The Art of Scaling Reinforcement Learning Compute for LLMs. A predictive sigmoid‑like scaling framework and an RL recipe called ScaleRL—validated across hundreds of thousands of GPU‑hours—let researchers extrapolate RL performance from small runs, identify scalable methods, and improve asymptotic performance and compute efficiency.
Memory as Action: Autonomous Context Curation for Long-Horizon Agentic Tasks. MemAct treats memory curation as explicit editing actions and pairs it with a Dynamic Context Policy Optimization algorithm so agents can autonomously manage and optimize working memory for long‑horizon tasks while controlling token and latency costs.
Verbalized Sampling: How to Mitigate Mode Collapse and Unlock LLM Diversity. Verbalized Sampling is a prompting technique that asks models to output multiple responses with probabilities, countering typicality bias in preference data and recovering pretrained diversity without retraining.

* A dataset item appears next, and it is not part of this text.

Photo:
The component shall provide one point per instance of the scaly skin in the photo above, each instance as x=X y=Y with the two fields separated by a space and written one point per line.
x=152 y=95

Can GenAI Improve Academic Performance? Evidence from the Social and Behavioral Sciences. Using author‑level panel data and a difference‑in‑differences design, the study finds that researchers who began using GenAI after ChatGPT’s release increased publication output—especially early‑career and non‑English‑speaking authors—and saw a modest rise in average journal impact.
Concerns
OpenAI’s internal Slack messages could cost it billions in copyright suit. Internal Slack and email discussions about deleting a pirated LibGen training dataset—and whether lawyers advised that deletion—are now key evidence as plaintiffs seek to show intentional destruction of evidence and secure access to privileged communications, potentially increasing damages dramatically.
AI users sue Microsoft in antitrust class action over OpenAI deal | Reuters. A proposed class action alleges Microsoft’s investment and arrangements with OpenAI violate antitrust laws, seeking remedies over competitive harm.
Policy
California becomes first state to regulate AI companion chatbots. The new law requires age verification, content warnings, suicide‑prevention protocols, and clear disclosures that interactions are AI‑generated, and bans chatbots from portraying themselves as healthcare professionals. Violations can carry penalties, including fines for illegal deepfakes.
Analysis
How ByteDance Made China’s Most Popular AI Chatbot. ByteDance’s Doubao combines chat, image and short‑video generation, multimodal voice and video interaction, customizable AI agents, and deep integration with Douyin to reach a broad, nontechnical user base—amassing over 157 million monthly active users.
Over 50 Percent of the Internet Is Now AI Slop, New Data Finds. An analysis by Graphite of 65,000 English‑language articles using the Surfer detector finds AI‑written content rose sharply after ChatGPT’s 2022 debut and now sits at about 52% of new articles, though detector accuracy and sample biases could mean the true share of human content is higher.